Author: Michael Ferrari, PhD
VP, Applied Technology & Research

 

‘Parasitic Trading’ being blamed

(photo from the FT)

 

In a letter to the InterContinental Exchange (ICE), the sharp rise in raw sugar prices to 30 year highs and related volatility is being blamed on ‘parasitic’ algo traders, according to the World Sugar Committee.  The chart below (from ino.com) shows the progression of the March2011 contract, which has nearly doubled in six months.  This reaction (usually coming from those affected by higher rawmat prices) is nothing new.  Whenever there is a significant spike in a liquid market, it follows that the algo card will appear.  It has yet to be proven whether the methods associated with high frequency trading (HFT) actually contributes to higher prices, or just increases the volatility of the underlying contract.  In either case, this will be an agenda item for the G-20.

Regardless of the extent that HFT might be moving the current sugar market, fundamentals are at the epicenter.  Food inflation is grabbing the headlines across the board, with everything from corn to coffee experiencing supply side issues in the face of strong demand.  We have discussed the overall price increases in many previous posts, several of which have highlighted the relative contribution of adverse weather across many of the primary agricultural growing origins. 
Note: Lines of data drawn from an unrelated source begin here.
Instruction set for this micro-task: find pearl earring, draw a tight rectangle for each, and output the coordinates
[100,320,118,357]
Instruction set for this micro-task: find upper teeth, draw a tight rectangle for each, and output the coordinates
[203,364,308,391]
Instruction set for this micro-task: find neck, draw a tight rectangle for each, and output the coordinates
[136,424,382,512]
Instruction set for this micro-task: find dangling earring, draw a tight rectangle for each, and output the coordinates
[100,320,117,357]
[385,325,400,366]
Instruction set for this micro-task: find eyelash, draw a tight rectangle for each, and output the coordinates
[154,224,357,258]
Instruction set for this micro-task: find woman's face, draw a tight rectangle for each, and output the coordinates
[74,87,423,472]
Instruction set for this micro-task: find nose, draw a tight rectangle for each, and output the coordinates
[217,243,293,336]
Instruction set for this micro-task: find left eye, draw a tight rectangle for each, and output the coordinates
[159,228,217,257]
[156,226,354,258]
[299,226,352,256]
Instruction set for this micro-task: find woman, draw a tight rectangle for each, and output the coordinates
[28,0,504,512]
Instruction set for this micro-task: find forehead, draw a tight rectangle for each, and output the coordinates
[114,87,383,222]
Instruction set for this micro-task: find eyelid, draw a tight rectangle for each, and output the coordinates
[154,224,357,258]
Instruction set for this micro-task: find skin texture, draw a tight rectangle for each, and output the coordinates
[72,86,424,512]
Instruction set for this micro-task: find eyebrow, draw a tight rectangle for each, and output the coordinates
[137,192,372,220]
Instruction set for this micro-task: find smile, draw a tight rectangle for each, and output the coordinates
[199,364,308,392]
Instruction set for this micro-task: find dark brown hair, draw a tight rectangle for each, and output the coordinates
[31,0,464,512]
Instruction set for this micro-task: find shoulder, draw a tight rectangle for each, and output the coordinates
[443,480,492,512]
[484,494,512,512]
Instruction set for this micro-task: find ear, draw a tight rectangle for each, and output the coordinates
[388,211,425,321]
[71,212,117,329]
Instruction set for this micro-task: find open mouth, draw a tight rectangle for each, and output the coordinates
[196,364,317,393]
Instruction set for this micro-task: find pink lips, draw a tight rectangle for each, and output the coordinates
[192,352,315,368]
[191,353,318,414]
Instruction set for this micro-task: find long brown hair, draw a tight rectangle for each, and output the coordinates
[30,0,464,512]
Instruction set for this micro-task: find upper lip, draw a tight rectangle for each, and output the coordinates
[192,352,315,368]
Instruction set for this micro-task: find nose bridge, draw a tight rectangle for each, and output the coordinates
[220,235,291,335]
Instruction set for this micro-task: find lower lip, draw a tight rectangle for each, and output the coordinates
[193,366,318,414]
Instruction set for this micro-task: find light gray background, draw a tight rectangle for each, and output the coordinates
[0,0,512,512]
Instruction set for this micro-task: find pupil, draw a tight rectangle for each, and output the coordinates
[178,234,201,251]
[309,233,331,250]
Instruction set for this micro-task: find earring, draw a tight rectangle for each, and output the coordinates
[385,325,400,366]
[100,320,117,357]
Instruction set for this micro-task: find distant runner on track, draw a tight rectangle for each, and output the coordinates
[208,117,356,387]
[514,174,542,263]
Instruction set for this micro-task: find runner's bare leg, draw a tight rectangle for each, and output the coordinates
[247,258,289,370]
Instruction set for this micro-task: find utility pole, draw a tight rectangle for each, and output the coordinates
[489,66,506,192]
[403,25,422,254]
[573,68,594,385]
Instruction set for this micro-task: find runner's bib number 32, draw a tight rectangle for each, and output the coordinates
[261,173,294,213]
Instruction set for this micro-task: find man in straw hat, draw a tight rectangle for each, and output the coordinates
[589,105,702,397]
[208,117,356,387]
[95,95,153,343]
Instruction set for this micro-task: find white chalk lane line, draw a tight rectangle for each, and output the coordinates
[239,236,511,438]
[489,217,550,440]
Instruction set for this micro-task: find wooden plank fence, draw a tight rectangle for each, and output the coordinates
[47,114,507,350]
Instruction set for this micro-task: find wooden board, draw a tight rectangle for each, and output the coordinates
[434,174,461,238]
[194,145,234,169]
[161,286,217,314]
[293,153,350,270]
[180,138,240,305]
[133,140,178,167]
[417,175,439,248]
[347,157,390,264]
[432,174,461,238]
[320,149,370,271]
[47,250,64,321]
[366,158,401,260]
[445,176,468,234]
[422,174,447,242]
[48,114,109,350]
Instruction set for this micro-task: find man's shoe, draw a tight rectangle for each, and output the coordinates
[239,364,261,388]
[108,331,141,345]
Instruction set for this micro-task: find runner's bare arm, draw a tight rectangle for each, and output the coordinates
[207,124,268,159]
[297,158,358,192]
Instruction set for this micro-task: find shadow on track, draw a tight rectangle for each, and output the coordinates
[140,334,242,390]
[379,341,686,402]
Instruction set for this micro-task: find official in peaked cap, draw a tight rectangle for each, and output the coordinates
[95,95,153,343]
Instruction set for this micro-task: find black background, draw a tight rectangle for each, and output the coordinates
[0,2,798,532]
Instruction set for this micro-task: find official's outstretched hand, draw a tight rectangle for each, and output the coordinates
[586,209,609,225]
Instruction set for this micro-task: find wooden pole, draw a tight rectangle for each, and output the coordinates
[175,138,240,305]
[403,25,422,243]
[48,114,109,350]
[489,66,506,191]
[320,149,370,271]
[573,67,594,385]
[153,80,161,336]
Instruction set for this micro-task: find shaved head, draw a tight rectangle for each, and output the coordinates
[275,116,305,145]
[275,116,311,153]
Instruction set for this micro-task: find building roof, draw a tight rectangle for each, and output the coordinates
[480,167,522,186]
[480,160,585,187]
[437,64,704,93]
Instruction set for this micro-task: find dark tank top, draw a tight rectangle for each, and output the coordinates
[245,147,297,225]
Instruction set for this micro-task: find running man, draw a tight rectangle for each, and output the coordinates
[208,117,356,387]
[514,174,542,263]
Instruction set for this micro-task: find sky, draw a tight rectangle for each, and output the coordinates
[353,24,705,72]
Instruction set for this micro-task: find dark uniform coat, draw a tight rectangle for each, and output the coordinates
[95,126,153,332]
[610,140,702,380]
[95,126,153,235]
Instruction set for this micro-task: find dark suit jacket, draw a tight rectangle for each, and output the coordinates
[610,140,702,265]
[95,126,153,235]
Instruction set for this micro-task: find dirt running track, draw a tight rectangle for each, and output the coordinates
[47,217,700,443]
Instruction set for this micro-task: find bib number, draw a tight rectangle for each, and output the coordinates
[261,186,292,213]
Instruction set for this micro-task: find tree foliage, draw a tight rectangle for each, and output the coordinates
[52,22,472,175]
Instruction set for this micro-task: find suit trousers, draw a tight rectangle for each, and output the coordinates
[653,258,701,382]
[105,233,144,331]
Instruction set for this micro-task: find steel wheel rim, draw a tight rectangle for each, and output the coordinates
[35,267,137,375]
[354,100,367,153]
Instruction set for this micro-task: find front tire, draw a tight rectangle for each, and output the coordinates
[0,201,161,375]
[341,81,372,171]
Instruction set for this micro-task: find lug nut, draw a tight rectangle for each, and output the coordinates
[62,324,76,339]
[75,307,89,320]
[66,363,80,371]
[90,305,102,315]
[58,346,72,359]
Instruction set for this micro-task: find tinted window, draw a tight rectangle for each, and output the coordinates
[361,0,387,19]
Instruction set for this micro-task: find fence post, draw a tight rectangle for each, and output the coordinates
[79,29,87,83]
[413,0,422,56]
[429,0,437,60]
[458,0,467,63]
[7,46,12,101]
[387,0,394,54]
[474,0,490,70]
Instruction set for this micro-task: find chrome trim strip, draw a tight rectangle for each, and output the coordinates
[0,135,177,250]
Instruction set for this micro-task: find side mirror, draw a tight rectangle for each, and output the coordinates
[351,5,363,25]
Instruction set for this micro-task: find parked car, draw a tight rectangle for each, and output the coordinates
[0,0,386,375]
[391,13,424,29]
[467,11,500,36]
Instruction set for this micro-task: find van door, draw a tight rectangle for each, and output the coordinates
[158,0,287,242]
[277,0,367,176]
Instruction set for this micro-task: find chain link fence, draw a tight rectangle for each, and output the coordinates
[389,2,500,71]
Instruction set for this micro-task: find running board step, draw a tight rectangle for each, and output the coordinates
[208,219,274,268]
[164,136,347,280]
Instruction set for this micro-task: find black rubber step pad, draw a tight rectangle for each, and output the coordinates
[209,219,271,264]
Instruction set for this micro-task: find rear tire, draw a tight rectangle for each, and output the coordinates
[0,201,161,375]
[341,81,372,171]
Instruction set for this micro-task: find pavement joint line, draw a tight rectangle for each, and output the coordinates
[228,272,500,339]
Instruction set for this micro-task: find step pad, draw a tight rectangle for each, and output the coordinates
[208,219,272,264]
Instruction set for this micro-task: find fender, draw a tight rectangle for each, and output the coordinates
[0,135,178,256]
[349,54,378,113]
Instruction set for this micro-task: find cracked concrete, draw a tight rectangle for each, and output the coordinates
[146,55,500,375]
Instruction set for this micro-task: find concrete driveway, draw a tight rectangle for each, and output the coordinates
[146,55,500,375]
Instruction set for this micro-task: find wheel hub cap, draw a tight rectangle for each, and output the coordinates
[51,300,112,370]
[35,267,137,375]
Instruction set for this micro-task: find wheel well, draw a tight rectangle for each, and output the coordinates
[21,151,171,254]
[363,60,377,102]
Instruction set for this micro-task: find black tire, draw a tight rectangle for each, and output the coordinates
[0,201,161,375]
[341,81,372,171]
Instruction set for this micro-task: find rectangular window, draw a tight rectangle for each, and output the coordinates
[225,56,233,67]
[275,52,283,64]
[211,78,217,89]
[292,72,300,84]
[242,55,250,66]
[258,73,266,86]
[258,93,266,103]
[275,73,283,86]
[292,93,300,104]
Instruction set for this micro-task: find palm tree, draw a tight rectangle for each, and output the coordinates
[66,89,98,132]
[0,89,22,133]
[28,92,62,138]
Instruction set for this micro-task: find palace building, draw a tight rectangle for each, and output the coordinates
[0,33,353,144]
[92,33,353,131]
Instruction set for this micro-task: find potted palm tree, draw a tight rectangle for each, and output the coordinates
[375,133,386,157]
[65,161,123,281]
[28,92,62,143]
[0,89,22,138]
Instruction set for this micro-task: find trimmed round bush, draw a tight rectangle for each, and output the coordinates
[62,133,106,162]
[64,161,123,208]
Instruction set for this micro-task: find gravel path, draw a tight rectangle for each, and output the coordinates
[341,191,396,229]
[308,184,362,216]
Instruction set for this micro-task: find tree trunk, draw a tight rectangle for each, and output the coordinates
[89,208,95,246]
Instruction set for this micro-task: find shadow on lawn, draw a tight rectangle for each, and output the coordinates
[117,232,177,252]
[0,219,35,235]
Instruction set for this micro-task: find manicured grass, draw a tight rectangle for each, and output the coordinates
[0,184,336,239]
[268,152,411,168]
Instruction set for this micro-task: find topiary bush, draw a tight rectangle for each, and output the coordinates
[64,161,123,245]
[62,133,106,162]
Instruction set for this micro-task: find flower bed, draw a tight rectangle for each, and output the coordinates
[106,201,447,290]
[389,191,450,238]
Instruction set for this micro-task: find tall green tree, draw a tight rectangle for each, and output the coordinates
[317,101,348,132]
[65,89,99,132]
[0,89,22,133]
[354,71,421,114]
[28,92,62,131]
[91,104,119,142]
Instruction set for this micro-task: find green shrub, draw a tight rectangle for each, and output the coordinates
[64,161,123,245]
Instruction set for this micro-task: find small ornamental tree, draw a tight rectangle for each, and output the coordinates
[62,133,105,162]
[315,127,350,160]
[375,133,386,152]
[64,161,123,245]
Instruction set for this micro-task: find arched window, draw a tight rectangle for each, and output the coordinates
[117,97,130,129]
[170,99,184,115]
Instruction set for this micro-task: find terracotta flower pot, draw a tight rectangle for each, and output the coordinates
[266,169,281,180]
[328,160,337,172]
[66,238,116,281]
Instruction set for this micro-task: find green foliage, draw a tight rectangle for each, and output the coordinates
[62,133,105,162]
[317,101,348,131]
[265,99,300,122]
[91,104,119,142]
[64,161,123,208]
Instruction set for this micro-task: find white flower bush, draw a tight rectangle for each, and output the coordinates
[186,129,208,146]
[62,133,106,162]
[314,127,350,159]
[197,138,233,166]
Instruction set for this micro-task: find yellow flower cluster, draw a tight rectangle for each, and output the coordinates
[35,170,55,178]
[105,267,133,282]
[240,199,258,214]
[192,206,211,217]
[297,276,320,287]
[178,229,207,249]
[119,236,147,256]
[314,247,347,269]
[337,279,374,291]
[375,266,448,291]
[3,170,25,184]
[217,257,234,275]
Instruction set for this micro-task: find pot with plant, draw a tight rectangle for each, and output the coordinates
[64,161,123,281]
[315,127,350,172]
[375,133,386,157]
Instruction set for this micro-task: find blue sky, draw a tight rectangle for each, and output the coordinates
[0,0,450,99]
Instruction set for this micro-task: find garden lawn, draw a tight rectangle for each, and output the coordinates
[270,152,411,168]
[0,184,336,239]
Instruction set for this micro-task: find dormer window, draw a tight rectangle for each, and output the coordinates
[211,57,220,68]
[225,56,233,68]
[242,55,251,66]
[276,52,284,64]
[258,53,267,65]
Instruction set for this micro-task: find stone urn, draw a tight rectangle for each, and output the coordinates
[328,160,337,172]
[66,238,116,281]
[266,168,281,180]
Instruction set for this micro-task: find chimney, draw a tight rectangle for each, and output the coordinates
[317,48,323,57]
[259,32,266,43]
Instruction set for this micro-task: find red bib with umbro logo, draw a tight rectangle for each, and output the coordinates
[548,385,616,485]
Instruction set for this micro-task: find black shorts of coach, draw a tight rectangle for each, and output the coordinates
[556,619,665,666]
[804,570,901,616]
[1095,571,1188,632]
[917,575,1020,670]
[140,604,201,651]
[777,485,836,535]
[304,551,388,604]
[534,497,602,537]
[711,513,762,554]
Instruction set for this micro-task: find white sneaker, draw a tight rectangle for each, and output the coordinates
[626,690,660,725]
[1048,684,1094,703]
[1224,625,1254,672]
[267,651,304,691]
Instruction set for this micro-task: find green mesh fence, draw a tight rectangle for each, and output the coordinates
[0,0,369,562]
Taking a look at sugar, cane production at the top three producing countries (Brazil, India, China) is healthy y/y, but in all three regions, output estimates are now lower than they were 3-4 months ago.  Expectations for the 2011/12 (Oct/Sep) crop will be important, as the world market is waiting for a shift to net surplus status.  The global balance has been in deficit for > 2 years, and potential tightness is keeping prices in the range that we are currently experiencing.  In addition to the tightness in physical supply and +/- developments regarding crop progress, we are monitoring two other drivers as indicators on directional movement.  The first is the relative strength of the USD vs. the major benchmark currencies, and the second is oil.  While every analyst is focusing on USD as a barometer for commodity moves, sugar is particularly sensitive to this factor right now, and much has to do with activity in Brazil.  High oil prices increase the premium that Brazilian producers can realize through the sale of cane ethanol.  In addition, when the economics are in the favor of the Brazilian Real coupled with stronger demand from the ethanol sector, it is advantageous for Brazilian producers to sell physicals domestically in the short term, and then when the USD strengthens, put the excess supply back on the world market.  As the notion of a slower shift to excess global supply is verifying, we look at Brazil being in the driver seat for the coming months.